Leasing this prime piece of real estate, where everything around it is booming, really has the potential to be a plus for the airport. Leasing this now-unused land that has no agriculture on it would be a terrific way to generate funds for operations at the airport.
We are definitely behind the airport’s proposal of leasing this land. It is a great way to generate extra revenue and also expand in an area that really is expanding in a pretty big way.
The State Journal on the Kentucky secretary of state’s bipartisan effort to stop statewide hunger:
We commend Kentucky Secretary of State Alison Lundergan Grimes on her bipartisan effort to help feed the state’s families who suffer from hunger.
Grimes’ office has launched the Commonwealth of Kentucky Bowl, a statewide challenge for local and county governments to gather non-perishable food and monetary donations to help those in need.
Statistics show that 1-in-4 children and 1-in-5 adults in the Bluegrass do not know where their next meal will come from and an estimated 700,000 Kentuckians are food insecure.
Grimes’ goal is to raise 400,000 pounds of food and/or $50,000 in honor of the 50th anniversary of the legislation that created the Area Development Districts. The challenge runs Oct. 16 through Oct. 27.
Her office has partnered with Kentucky Association of Food Banks (KAFB), the Kentucky Council of Area Development Districts (KDADD) and the Kentucky Association of Food Banks to sponsor the challenge.
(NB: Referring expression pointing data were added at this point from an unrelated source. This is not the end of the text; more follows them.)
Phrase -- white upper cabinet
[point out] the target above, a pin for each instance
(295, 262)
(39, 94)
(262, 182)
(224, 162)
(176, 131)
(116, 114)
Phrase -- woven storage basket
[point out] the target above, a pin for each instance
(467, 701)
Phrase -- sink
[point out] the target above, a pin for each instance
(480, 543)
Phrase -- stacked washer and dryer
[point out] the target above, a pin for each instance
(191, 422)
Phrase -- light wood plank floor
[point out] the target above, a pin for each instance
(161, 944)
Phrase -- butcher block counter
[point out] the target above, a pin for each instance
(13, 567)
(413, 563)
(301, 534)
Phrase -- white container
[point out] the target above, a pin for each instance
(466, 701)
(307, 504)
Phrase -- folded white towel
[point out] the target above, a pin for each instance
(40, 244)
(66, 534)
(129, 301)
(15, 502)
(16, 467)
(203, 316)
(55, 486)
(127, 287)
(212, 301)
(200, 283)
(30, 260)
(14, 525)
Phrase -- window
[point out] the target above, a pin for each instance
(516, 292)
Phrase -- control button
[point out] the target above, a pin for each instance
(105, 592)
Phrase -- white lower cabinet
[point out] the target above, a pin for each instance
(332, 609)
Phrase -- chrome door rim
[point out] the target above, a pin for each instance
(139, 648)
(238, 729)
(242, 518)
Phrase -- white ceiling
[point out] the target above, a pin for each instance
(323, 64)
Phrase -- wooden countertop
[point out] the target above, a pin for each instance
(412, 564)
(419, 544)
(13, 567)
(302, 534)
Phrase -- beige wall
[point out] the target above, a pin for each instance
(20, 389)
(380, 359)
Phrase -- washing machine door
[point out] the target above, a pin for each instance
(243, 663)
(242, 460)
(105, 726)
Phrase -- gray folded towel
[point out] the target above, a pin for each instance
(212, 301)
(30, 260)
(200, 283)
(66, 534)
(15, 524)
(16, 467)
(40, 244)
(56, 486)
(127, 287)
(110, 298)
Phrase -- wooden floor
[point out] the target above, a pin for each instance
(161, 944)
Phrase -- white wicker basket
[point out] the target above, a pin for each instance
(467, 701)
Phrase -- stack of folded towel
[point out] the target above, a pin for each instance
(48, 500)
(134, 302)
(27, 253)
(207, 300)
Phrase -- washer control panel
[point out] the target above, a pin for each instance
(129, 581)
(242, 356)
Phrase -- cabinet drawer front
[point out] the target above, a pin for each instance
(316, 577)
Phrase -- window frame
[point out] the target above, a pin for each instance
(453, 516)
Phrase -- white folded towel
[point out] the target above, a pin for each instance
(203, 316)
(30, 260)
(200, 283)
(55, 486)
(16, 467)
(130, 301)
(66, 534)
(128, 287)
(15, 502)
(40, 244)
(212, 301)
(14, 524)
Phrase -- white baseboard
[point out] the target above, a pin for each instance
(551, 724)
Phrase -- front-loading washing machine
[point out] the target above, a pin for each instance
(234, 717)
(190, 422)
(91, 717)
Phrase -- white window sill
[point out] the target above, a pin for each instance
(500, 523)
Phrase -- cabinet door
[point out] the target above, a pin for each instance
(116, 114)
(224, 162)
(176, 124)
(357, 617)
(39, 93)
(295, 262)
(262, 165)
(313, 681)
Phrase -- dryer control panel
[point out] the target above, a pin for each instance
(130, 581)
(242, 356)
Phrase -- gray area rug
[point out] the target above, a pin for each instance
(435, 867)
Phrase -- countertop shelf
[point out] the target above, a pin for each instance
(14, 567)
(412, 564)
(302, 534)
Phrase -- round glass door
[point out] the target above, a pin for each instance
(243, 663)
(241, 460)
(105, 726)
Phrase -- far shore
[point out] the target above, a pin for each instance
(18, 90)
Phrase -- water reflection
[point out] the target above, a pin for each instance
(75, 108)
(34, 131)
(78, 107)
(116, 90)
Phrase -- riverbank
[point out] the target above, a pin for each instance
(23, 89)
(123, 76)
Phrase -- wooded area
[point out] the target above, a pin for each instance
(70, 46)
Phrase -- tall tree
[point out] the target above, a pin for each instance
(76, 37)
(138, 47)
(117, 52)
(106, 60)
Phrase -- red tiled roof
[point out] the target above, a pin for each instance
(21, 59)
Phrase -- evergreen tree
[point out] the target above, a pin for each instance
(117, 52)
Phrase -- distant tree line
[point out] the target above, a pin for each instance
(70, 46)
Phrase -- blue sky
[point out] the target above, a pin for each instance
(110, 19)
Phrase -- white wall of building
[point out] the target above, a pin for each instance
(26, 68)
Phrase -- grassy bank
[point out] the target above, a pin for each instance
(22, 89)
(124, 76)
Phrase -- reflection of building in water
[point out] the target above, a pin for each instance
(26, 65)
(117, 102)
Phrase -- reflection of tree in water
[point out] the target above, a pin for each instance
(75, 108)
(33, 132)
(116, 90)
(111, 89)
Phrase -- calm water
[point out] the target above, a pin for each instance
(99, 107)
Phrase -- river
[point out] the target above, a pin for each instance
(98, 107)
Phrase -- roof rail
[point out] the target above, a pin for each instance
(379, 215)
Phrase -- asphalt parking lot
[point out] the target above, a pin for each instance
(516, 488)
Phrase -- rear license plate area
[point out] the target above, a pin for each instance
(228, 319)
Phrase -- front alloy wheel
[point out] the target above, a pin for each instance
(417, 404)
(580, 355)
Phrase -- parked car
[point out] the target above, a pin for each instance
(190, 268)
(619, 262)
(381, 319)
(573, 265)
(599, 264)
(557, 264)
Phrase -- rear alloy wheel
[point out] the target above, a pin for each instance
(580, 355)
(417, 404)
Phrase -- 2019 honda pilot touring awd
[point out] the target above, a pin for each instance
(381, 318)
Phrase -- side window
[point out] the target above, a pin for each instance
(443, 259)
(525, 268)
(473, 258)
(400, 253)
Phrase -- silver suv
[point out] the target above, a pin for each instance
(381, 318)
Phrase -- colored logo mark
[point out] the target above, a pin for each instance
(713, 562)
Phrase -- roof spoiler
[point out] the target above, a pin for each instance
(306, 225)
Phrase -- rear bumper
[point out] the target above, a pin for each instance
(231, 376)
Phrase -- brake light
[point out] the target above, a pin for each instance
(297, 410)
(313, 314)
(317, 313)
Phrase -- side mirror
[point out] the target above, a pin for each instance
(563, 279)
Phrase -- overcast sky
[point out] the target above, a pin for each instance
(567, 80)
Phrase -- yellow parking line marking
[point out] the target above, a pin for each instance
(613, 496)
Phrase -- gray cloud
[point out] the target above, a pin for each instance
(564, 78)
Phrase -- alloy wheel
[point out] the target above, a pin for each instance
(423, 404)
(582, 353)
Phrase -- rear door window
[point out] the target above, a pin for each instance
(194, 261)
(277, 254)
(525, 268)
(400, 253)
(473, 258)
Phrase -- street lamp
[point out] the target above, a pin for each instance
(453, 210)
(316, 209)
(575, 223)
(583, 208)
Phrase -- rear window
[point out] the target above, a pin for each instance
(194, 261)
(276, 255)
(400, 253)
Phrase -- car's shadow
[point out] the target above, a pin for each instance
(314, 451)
By turning this effort into a competition, we believe more people will be willing to lend a hand, money or food donations.
Grimes has long been an advocate for hunger relief. As a child, she and her family served Thanksgiving dinner to the needy at the Salvation Army each November. She has also served on the board of God’s Pantry Food Bank in Lexington.
We also believe that by reaching across the aisle and making the competition not about politics, but about fulfilling a basic need of many Kentuckians, Grimes’ effort is to be praised.
As we roll into the holiday season, it is important to remember those less fortunate than ourselves. We should all follow Grimes’ example and give generously to those in need, because at some point we all need a hand and we are all in this together.
Perhaps Grimes summed it up best: “God gives us two hands for a reason - one to help ourselves and one to help others up.”